General Discussion
In reply to the discussion: Glenn Greenwald’s Mitt Romney Surrogacy [View all]TiberiusB
(526 posts)The question here, I thought, was the legality of drone strikes in countries which have not clearly authorized them (sovereignty violation) and against targets which have not been proven to harbor militants or other combatants. Such targets include rescuers arriving to aid those injured in earlier strikes and funeral attendees. Consider as well the expansion of the program to include people the DOD and the Administration can't even name but have identified as targets simply based on a behavioral profile, along with the generous inclusion of anyone in the attack zone killed who was of military age, a range vague enough to effectively let them off the hook for nearly every male killed in a drone strike. Imagine if a drone strike killed a dozen boys and men between 14 and 25 working in a field tending some sort of crop. Using the established definitions for "militant" currently in use, can there be any doubt that such an attack would be labeled a success and everyone killed deemed a militant or suspected terrorist? For all we know that is exactly what has happened any number of times, but thanks to the lack of transparency, we are forced to simply take the government's word for it. Remember the nonsense conservatives used to spout that domestic spying isn't a problem unless you have something to hide? Isn't it ironic that many of the same people who held average Americans to that standard now strive to build an impenetrable wall of secrecy around our government and elected officials?

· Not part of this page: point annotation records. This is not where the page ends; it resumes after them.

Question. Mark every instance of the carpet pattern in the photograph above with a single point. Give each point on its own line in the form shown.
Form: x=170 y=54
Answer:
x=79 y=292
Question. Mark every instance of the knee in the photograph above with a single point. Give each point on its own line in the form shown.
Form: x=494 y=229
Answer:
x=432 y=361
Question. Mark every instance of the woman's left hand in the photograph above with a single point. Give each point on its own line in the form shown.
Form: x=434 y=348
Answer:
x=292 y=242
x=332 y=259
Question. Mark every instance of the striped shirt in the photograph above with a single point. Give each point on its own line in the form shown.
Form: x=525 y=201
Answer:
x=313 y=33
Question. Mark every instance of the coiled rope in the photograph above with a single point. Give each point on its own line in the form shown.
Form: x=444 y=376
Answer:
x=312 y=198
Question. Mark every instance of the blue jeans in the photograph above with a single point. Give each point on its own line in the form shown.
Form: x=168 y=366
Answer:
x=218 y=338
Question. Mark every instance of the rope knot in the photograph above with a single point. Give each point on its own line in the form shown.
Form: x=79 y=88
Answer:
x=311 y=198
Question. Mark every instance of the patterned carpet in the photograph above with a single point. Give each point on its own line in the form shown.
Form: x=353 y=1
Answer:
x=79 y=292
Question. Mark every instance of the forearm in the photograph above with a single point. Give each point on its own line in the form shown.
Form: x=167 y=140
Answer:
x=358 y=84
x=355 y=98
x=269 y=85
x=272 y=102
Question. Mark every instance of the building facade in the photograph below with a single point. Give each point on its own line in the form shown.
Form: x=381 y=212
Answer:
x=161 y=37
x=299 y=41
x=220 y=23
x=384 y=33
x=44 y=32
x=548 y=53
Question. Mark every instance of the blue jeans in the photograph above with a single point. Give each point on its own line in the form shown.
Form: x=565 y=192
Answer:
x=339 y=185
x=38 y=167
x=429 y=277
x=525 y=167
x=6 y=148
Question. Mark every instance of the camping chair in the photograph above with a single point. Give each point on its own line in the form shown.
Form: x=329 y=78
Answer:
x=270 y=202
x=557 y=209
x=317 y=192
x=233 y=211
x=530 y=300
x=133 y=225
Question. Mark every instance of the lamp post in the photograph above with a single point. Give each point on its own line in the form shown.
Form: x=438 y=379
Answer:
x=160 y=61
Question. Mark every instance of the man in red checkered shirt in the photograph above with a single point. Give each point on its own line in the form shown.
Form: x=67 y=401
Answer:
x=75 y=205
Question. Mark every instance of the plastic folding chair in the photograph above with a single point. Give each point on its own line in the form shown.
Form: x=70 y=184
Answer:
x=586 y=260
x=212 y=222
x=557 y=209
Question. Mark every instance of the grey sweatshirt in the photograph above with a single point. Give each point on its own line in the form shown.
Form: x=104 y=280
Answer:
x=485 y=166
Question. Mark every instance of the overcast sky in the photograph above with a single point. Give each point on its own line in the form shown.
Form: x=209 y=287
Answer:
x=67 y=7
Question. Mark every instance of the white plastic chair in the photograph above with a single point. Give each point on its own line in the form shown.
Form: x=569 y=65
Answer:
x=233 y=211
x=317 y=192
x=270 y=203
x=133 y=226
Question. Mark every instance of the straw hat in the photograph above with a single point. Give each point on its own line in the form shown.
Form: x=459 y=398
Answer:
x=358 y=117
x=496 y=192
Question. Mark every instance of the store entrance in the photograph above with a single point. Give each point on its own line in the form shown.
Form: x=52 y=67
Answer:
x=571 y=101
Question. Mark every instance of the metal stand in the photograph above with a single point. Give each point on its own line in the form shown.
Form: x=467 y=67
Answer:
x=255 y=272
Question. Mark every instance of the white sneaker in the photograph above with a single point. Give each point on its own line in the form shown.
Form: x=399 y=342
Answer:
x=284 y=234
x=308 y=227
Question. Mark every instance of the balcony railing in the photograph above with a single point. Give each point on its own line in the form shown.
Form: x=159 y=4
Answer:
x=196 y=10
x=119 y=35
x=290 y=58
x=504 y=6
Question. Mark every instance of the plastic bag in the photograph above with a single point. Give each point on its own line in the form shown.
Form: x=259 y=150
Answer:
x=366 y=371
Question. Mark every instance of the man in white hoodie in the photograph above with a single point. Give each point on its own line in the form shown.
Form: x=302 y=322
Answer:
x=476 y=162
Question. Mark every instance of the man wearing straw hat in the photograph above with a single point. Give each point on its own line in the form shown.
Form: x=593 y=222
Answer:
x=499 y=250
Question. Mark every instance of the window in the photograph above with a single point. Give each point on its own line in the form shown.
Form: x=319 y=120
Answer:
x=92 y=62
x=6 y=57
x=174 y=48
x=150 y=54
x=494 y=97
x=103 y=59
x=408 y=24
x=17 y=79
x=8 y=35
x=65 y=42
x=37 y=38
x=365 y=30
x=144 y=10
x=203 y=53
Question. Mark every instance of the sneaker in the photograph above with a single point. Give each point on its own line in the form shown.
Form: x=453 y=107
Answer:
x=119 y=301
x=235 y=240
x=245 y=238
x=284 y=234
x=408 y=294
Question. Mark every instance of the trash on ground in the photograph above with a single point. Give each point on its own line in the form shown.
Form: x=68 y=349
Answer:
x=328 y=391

Besides, unless I'm mistaken, the designation "unlawful combatant" cannot simply be hung around the neck of anyone in a target zone. It is meant to be applied to detainees after evidence is presented to a competent tribunal. A case involving just that was Hamden vs Rumsfeld and it was the abuse of the "unlawful combatant" designation that was the source of a great deal of the controversy surrounding Guantanamo and the suspension of Habeus Corpus.